Mit steigender Anzahl an PM Blogs und entsprechend gelebter PM Organisation, ändern sich die Anforderungen an PM Blogs. Blogsysteme mit Rollenmanagement Modulen sind hierbei mit wachsender Anzahl von Nutzern und PM Blogs ratsam. Es ist vaD auf eine zentrale Administrierbarkeit zu achten. Das erleichtert die Einführung und senkt die Supportkosten. Zur Orientierungshilfe reicht ein Blick in die Adminwelt der Linux bzw. Windows-basierenden Systeme. Auch Lotus Notes hat Lösungen, die man sich als Best Practices anschauen sollte. Das rate ich zumindestens jedem Blogsystemanbieter, der sonst blind in grössere Unternehmen einmarschiert und nicht viel Spass haben wird mit der Zeit, wenn das System userseitig hochskaliert wird.
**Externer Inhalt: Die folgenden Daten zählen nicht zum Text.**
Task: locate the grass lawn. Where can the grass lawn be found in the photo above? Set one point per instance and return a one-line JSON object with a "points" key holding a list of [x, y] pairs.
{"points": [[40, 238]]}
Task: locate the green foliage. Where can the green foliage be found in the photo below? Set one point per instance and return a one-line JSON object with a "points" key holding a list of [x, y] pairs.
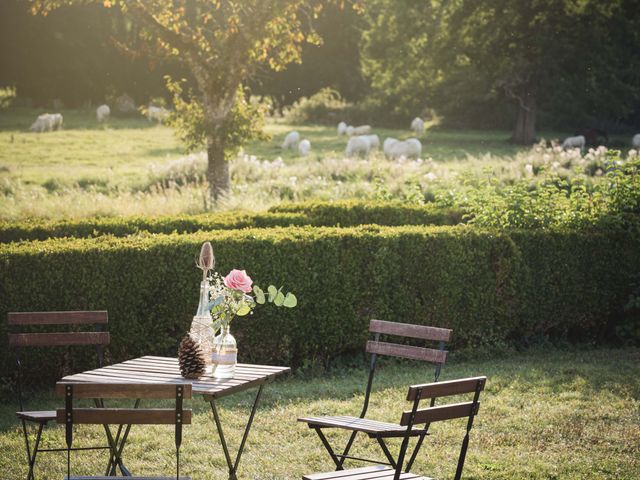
{"points": [[325, 214], [324, 106], [245, 121], [490, 287], [473, 60], [552, 200], [349, 213]]}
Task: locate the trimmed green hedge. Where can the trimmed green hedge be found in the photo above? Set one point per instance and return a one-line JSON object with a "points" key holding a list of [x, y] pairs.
{"points": [[327, 214], [350, 213], [489, 287], [123, 226]]}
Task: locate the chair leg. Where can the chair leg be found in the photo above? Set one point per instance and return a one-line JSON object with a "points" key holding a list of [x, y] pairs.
{"points": [[31, 455], [327, 445]]}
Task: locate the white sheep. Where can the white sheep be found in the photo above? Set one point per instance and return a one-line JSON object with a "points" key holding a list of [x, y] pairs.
{"points": [[358, 145], [47, 122], [374, 141], [158, 114], [574, 142], [43, 123], [411, 148], [291, 141], [417, 125], [386, 146], [102, 113], [304, 147], [361, 130]]}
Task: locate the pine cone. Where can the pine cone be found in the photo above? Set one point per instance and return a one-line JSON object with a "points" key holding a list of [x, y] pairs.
{"points": [[191, 358]]}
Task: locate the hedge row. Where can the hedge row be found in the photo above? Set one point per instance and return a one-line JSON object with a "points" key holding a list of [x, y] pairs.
{"points": [[350, 213], [489, 287]]}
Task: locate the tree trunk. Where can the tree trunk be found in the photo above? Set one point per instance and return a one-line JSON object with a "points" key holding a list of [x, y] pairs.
{"points": [[524, 132], [217, 169]]}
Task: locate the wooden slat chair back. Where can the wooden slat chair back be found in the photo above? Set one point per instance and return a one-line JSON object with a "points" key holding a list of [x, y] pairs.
{"points": [[416, 416], [70, 415], [20, 339], [430, 336]]}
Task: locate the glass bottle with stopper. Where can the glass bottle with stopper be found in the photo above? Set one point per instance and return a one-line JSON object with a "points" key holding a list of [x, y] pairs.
{"points": [[202, 324]]}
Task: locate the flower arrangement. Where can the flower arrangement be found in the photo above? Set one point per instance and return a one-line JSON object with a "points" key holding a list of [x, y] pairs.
{"points": [[235, 296]]}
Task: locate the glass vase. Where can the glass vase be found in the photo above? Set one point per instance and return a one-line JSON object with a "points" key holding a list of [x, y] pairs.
{"points": [[201, 326], [224, 355]]}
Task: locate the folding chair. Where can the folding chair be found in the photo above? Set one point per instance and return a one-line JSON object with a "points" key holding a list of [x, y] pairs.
{"points": [[18, 341], [376, 347], [408, 427], [70, 416]]}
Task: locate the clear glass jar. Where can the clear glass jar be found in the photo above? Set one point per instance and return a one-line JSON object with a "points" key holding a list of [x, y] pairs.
{"points": [[224, 354], [201, 326]]}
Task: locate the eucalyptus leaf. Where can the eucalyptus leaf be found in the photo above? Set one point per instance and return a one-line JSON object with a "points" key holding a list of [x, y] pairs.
{"points": [[290, 300], [279, 300], [273, 291]]}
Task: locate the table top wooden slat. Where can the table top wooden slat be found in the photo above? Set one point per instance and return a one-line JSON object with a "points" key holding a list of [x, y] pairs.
{"points": [[151, 369]]}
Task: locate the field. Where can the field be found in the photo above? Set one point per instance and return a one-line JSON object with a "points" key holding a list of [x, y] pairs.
{"points": [[133, 167], [545, 415]]}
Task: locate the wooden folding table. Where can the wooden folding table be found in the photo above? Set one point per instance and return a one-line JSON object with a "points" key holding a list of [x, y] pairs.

Mit steigender Nutzerzahl steigt auch die Problematik, Informationen filtern und an den richtigen Mann zu bringen. Blogs und RSS alleine würden abgeleitet aus den vorhandenen internetgestählten Bloglösungen nicht ausreichen. Das Versprechen alleine, dass Blogs zusammen mit RSS Feeds die richtige Information zum richtigen Mann bringen mag im Internet gültig sein. Dort wird der Blognutzer selbst aktiv, wenn es um das Sichten von Infos geht. Natürlichh kann man als Internetsurfer hunderte von Blogs im Auge behalten. Dank RSS Readersystemen. Doch das muss nicht heissen, dass ein Mitarbeiter Spass hat, aus tausenden an Informationsquellen seine Informationen herauszufiltern. Dann könnte man doch wieder beim Mailing bleiben, das mehr oder minder ein überladener Müllhaufen ist. Verantwortliche kämpfen heute nicht selten mit bis zu 500 Mails am Tag!!!! In Unternehmen ist aber Zeit Geld und kein Verantwortlicher wird Spass haben, die Entdeckung machen zu müssen, dass PM Blogs eben nicht die Informationsaufnahme erleichtern. Solange es keine rollenbasiertes RSS Module gibt. Solange ist das Versprechen von Blogs lediglich ein Verspechen. Aber nicht Realität in Intranets. Heisst das aber, das vernünftige RSS Lösungen gekoppelt mit Rollensystemen einen Teil der Informationsüberflutung lösen, speziell im Bereich PM Blogs? Ja und nein. Man muss wissen, wozu man sie braucht. Die reine Informationsmenge an eingehenden, digital verteilten Informationen bleibt gleich. Eine Teilmenge sind PM bezogene Informationen. Durch das Aufsetzen von PM Blogs würde diese Teilmenge erheblich zunehmen, damit auch die Gesamtmenge, wenn der Empfänger über RSS alle Informationen aus PM Blogs sehen und sichten würde. Ein gezieltes RSS Management filtert lediglich unnötige PM Informationen heraus. Es reduziert also idealerweise das Mass an Informationen auf die Gesamtmenge, wie sie vorher auf den Infonehmer einprasselt. Immerhin! Ok, wo ist jetzt nochmals der Unterschied zum Mailing, dem regelmässigen Report des PM Leiters an die Verantwortlichen? Was ist das Besondere daran, wo die Information nun liegt. Ist doch eh alles gleich, digital ist digital. Mag sein, doch es geht nicht so sehr darum, wo die Info liegt. Es geht darum, dass der Infonehmer seine ihm persönlich wichtigen Infoquellen abonniert. Beim Mailing wird er bombardiert. Beim RSS Abo nicht. Banale Unterschied? Oh nein, ich denke nicht, wenn ich an meine Arbeitspraxis denke.